Jalankan Tradisi Andingingi, Menjaga dan Menghargai Hutan
ANAK SUKU KAJANG: Sejumlah anak Suku Kajang berbaris mengikuti upacara di lapangan SDN 351 Kawasan, Desa Tanah Towa, Kecamatan Kajang, Kabupaten Bulukumba, Sulawesi Selatan, Sabtu (7/9/2024). FOTO: ANTARA FOTO/HASRUL SAID --
Mengenal Suku Kajang, Sang Penjaga Alam
Suku Kajang merupakan salah satu suku tertua yang mendiami wilayah Tanah Towa di Kabupaten Bulukumba, Sulawesi Selatan. Untuk menuju wilayah ini dibutuhkan waktu 5-6 jam dari Kota Makassar dengan jarak 197 kilometer.
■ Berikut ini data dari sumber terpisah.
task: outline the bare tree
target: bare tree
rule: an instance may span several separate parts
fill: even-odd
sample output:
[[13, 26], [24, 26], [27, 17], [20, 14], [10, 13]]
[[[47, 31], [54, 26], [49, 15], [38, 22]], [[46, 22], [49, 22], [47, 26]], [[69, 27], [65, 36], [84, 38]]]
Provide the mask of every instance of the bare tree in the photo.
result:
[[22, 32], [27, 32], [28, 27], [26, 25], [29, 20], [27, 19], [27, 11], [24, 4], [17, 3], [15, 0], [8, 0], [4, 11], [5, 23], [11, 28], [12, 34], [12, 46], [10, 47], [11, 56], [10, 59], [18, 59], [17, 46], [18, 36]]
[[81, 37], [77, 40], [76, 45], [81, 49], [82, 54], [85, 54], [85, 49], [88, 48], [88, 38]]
Sedangkan, dari kota Kabupaten Bulukumba ke kawasan adat sekitar satu jam dengan jarak sekira 36 kilometer.
---
CAHAYA matahari pagi menerobos di sela awan putih mengiringi aktifitas warga yang mulai menggeliat.
Di pasar tradisional Kajappoa yang terletak di wilayah Kajang Luar, beberapa lelaki berpakaian hitam mengenakan celana pendek, dengan sarung biru pekat melingkar di tubuh serta penutup kepala atau Passapu khas masyarakat kawasan adat, terlihat menenteng parang.
Mereka tengah menunggu tumpangan untuk bergotong royong mendirikan balla-balla persiapan ritual ruwat bumi Andingingi di dalam hutan.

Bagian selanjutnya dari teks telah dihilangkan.